Kateryna Stoyanova traveled to Lviv from Zaporizhzhia, where she said the Russian army was fast approaching. When they got "really close," she said, they got on a train and left.
"The air raid sirens were permanently on and people were told to go to shelters," she told Reuters. "For a few days me and my kids kept on going down to the shelters — I do not know how many times."
But making the decision to leave wasn't easy as many in Zaporizhzhia had decided to stay behind.
"Some people stay, wait for this to end," Stoyanova said. But she felt she couldn't risk it with her children.

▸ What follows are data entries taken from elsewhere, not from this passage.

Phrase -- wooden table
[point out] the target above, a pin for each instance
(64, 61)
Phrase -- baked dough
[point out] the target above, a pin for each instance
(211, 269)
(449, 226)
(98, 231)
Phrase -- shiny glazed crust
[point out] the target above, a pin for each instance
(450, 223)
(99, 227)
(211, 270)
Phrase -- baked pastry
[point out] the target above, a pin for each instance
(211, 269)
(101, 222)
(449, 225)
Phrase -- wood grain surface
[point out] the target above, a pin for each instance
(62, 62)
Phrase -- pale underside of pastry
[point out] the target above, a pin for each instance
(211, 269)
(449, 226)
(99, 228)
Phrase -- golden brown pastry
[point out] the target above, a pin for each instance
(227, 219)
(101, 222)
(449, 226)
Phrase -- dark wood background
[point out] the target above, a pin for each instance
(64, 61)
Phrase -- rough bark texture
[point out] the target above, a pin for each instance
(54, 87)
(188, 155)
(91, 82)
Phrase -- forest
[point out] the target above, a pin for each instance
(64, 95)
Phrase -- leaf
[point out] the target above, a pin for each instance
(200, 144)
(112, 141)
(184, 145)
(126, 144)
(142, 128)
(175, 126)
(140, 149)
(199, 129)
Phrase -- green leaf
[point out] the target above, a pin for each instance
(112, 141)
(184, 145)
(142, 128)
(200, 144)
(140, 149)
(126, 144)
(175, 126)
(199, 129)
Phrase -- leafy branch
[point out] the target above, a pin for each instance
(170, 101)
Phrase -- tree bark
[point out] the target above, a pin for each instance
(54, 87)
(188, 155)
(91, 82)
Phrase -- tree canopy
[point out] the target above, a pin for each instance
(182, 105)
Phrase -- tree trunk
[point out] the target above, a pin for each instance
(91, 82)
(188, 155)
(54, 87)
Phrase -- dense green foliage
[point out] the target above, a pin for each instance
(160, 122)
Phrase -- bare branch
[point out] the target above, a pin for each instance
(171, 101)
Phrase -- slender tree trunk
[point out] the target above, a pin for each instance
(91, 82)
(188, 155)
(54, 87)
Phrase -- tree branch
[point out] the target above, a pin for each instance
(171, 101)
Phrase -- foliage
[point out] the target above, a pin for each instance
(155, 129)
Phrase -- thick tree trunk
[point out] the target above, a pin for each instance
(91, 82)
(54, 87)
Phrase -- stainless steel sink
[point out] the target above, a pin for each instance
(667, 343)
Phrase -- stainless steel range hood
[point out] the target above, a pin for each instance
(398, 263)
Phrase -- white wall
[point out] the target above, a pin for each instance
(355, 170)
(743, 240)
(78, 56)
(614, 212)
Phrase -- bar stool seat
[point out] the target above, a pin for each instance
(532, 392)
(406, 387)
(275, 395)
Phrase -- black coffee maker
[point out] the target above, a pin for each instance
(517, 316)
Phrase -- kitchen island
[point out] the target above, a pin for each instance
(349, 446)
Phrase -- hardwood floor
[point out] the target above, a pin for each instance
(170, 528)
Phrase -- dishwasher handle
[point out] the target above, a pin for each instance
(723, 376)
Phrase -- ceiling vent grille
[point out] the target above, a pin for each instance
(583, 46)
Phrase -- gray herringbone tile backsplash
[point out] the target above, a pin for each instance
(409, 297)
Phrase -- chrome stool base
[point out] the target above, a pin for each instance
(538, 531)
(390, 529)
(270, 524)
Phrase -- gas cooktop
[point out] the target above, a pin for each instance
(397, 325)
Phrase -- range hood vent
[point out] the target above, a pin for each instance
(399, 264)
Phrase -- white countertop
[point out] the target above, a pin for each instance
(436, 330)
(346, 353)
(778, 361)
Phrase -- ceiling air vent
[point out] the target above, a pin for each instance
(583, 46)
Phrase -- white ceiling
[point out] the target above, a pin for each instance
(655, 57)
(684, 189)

"It has been going for eight years and I have no idea how long it will last," she said of the war that simmered in Ukraine's Donbas region after Putin's last invasion in 2014, before it erupted into a full-scale conflict with his latest assault a week ago. "One would like it to end, but there is simply no end to it."
Women and children from all over the country have gathered in makeshift shelters in Lviv. Yana Balytska traveled there from Vyshneve, near the capital Kyiv. Russian forces are poised between 20 and 40 miles north of Kyiv, and the U.S. has warned they could move to surround it within a week, but like many of the country's major cities, it has already suffered major damage from shelling.

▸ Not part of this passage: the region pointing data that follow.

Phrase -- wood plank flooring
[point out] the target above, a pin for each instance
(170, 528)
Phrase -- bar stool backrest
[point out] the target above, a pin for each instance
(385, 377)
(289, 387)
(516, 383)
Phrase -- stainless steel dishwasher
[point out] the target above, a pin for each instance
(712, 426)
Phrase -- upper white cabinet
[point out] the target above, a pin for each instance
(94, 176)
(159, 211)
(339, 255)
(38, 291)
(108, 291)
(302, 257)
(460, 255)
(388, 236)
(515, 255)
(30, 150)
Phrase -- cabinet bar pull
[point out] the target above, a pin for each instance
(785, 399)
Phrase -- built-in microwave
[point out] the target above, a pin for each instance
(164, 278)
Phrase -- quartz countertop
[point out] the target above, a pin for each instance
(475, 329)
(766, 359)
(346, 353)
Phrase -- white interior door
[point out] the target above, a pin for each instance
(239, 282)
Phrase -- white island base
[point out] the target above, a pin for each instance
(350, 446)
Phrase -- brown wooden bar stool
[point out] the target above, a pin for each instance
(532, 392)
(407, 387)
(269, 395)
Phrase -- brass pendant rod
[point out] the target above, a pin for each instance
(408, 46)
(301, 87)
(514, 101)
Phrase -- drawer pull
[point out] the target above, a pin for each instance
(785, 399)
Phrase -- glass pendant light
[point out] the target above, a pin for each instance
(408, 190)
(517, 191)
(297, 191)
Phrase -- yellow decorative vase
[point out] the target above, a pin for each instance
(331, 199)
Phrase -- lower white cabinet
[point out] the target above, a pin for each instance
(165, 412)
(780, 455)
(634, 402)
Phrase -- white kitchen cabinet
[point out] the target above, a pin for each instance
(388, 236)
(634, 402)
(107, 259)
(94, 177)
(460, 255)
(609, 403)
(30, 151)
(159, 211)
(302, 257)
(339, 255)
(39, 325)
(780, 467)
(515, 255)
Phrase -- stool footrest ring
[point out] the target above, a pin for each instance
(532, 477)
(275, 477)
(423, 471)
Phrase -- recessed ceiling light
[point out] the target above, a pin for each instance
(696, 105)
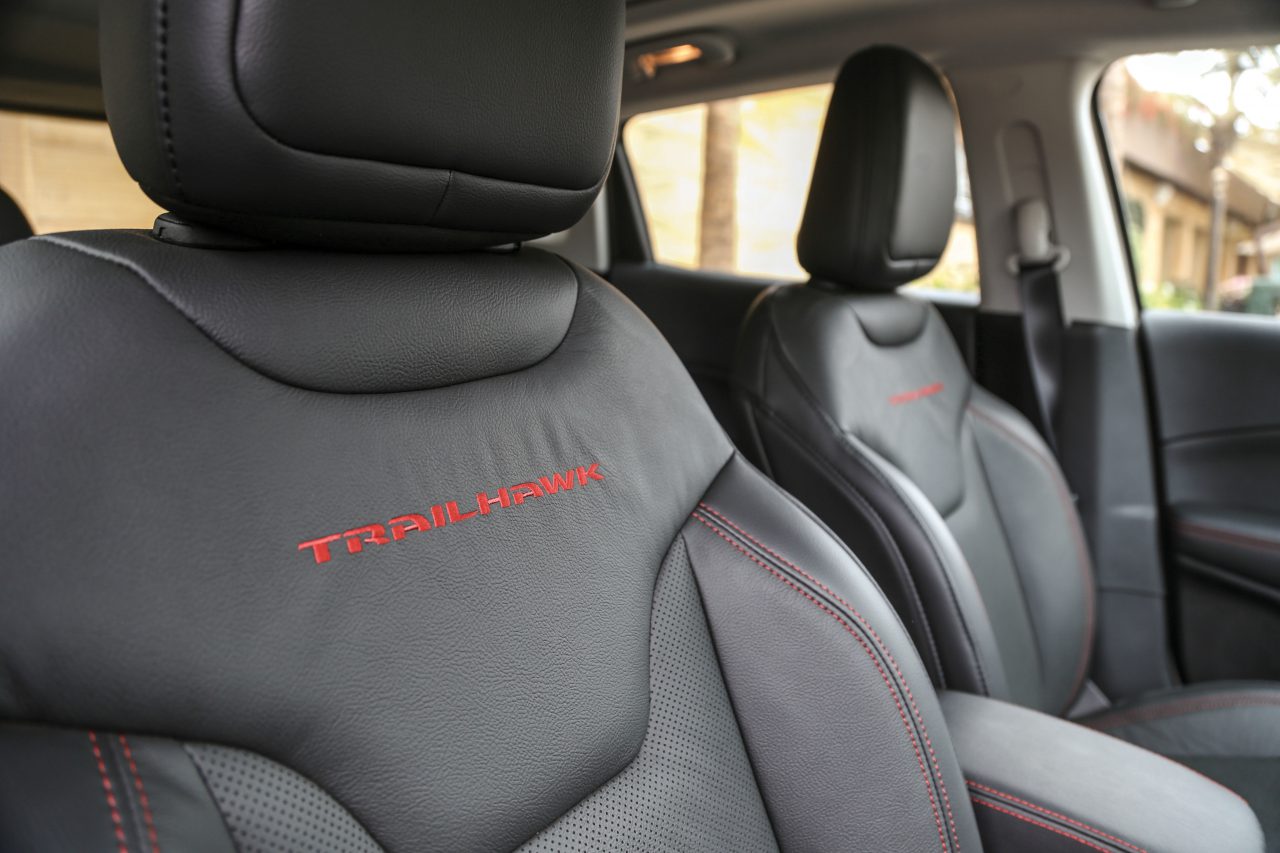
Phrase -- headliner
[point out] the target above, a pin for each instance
(49, 48)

"We left because of the shooting. They were not shooting in our town, but Kyiv was under fire and areas nearby," Balytska told Reuters. "Yesterday we were standing on a platform waiting for the commuter train and literally over my head, flew the missile that hit the TV tower."

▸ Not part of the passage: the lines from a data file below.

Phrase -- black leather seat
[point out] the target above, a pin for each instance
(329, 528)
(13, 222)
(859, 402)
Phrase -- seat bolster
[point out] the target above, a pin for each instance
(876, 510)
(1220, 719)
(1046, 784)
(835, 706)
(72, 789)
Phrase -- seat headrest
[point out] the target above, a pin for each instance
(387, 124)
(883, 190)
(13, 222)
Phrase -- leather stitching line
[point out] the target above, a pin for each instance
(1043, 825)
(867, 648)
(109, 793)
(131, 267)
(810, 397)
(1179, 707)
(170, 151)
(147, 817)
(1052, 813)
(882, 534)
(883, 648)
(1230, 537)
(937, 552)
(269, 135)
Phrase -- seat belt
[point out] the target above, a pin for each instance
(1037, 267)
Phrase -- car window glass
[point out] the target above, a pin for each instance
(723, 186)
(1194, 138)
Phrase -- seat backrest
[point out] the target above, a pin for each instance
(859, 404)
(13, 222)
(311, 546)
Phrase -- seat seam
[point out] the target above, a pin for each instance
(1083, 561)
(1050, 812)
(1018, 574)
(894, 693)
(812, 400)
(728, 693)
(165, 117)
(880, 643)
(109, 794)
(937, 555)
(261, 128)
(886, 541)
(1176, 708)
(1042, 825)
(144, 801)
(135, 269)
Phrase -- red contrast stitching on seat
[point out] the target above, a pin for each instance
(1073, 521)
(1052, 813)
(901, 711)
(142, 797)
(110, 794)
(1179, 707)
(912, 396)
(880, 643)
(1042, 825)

The United Nations human rights office says at least 227 civilians have been killed since Putin launched the attack last on February 24. Ukrainian officials put the toll at more than 2,000, including 21 children.
For Stoyanova, having to evacuate her home was familiar. Prior to living in Zaporizhzhia, they lived in Donbas. When Russian troops invaded the eastern Ukraine area in 2014 and war broke out, they had to leave.
"I have been through this before, but experiencing it for the second time, it was an equally huge shock," she said. "You start living in peace and then the same happens again."